Pastrana holds lead over Ojibwe, block closes in

At the moment, Travis Pastrana leads the Ojibwe Forests Rally by just five seconds over Ken Block. Following the last stage, Pastrana told DirtFish, “It is my first time leading after day one in over a year.” Everyone feels out of the first stage, and I have driven it 14 times.

A bunch of stages later, we have a five-second lead after losing a bunch by less than a second, so we're in the hunt!“I think these guys are doing a great job, we learned a bit about the front splitter, and we're just glad we're going into tomorrow with a good chance.

“During Day 2, Ken was able to keep some time out of me because of the Hyundai's better performance in ruts whereas we can take more time away from him where the rally is smoother.

“We're going to fight like hell to win, we're going to do whatever it takes.” Stage five brought good fortune to Pastrana and Block, who again fell back 11 seconds.“When I entered stage five, I knew Travis beat me by 10 seconds earlier today, and I decided to drive hard.

As a result, I probably drove three miles on a rim. We just put in our best drive, and I went for it, and I only lost nine seconds to Travis. 'The championship is on the line, so we're doing everything we can to be as fast as possible.'

The fifth stage featured a left-hand rut, and it was inevitable, that Brandon could do nothing about it. It must have been a low branch or something, enough to break the hinges on the rear wing when we punctured the wheel and it pulled us to the side. 

We were just trying to hold it all together and manage the issue. It was a challenging day, but we're still in third place, and we're still in the hunt for points. To win this championship, we must be smart. We will just be smart and see what tomorrow brings.'

Semenuk's lead is contested by Klim Fedoff, who lost read brakes on the first loop and was trying to catch Texas Dave Carapetyan.In Fedoff's case, the team was able to repair the car at service and get it back out on track.

The final stage of the day cost Carapetyan nearly ten seconds, with most of that time lost to Fedoff. Burke's V6 Escort and Hooper's Lexus IS350 are still battling for the 2WD win after the first day, with Hooper taking chunks out of Burke on the last stages.

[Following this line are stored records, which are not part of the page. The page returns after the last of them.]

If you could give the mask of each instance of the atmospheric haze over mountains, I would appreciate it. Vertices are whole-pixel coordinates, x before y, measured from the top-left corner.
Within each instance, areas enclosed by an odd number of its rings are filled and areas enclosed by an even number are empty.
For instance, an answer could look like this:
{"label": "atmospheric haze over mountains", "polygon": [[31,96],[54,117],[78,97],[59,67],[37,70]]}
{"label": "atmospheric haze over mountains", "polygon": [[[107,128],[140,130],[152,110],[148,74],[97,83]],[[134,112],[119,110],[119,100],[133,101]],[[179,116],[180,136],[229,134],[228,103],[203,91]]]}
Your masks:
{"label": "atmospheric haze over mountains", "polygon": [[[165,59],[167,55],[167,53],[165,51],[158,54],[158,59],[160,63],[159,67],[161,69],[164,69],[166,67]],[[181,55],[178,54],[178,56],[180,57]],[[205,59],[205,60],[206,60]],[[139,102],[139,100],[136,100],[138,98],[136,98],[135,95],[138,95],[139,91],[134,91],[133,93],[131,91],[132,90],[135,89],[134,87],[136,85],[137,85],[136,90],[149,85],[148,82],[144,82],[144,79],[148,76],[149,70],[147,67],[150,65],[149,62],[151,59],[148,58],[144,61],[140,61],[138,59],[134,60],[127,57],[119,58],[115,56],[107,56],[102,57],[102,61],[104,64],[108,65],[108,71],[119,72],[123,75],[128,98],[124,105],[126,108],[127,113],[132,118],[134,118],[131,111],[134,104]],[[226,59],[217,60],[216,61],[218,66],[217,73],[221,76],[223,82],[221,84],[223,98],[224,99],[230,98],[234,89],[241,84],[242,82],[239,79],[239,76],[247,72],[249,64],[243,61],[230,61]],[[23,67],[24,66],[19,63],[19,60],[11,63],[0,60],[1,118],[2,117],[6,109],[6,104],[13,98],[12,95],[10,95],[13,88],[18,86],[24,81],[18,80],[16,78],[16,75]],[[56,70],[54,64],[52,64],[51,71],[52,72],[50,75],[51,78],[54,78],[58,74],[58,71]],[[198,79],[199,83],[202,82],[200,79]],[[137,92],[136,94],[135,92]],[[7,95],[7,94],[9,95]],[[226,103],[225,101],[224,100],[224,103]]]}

As a result of Alex Ramos' hard wreck on the fourth stage, Lucy Block, Spencer Sherman, and Chris Sladek complete the top 10 in that order, with Nathan Odle finishing 11th, and being the lone L2WD National entry left.

As a result of a fire on Stage 2, Pat Gruzska retired from the rally, but he can rejoin the rally today under Super Rally conditions. Alejandro Perusina and Andres Bautista are piloting the AP4 Toyota Rav4 in the regional rally.

As a team, they are in a league of their own, with their machine 3m31s faster than second place Jacob and Michael Despain's. Through the eight stages, the Despains gained time on competition and kept the car running while other competitors attrited. 

As far as third is concerned, Chris Barribeau, who held second most of the day before losing it to Mark Williams and regaining it before being overtaken by the Designs. Ryan George’s M3 is over three minutes ahead of Nicholas Bukky in the 2WD Regional.

As a whole, the rally's story has been one of attrition so far, as only 30 of the 43 entries have been able to finish the first day without having to retire.